A resolução agora revogada não criava qualquer direito novo. Limitava-se a organizar o atendimento já previsto na lei brasileira para casos de gravidez resultante de violação, risco de vida da grávida e anencefalia fetal, dispensando a apresentação de queixa quando havia suspeita de violência sexual dentro da própria família. Para quem defendia a norma, esse ponto era decisivo: em grande parte dos casos, o agressor é um familiar da vítima.
O texto que a derrubou teve origem numa proposta da deputada Chris Tonietto e foi aprovado pela Câmara dos Deputados em novembro, por 317 votos a favor e 111 contra. No Senado, coube à senadora Damares Alves relatar a matéria, numa sessão semipresencial de tramitação célere. Para a relatora, o Conanda ultrapassou os seus poderes ao regular, através de uma simples resolução, um tema que — argumentou — só pode ser tratado por lei aprovada no parlamento.
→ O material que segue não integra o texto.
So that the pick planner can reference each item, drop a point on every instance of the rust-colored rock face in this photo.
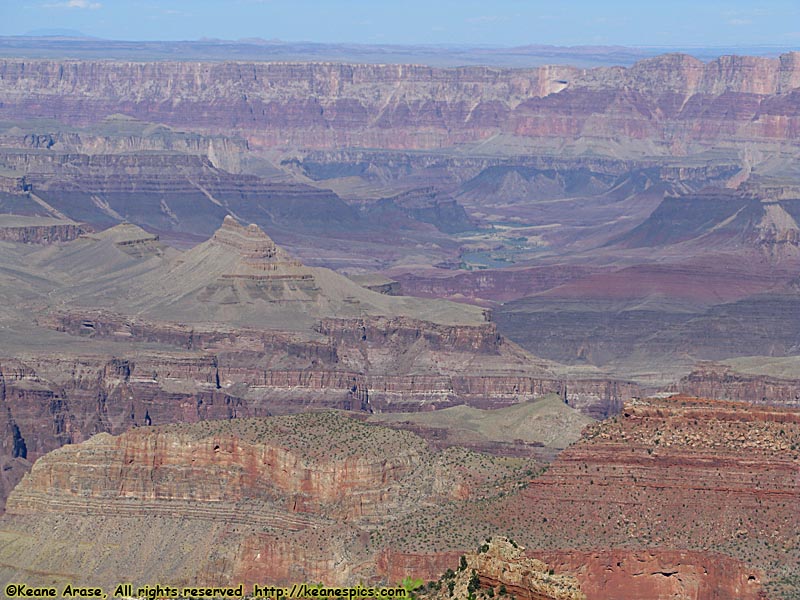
(685, 479)
(665, 99)
(631, 574)
(284, 499)
(712, 380)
O próprio Conanda reagiu com uma nota de repúdio, classificando a decisão como um retrocesso e sublinhando que a norma apenas procurava dar resposta a crianças já vítimas de abuso. Os números ajudam a medir a dimensão do problema. Segundo o Anuário Brasileiro de Segurança Pública, o país registou em 2022 cerca de 74.930 casos de violação e de violação de vulnerável, a maioria contra crianças até aos 13 anos e cometidos, na maior parte das vezes, dentro de casa.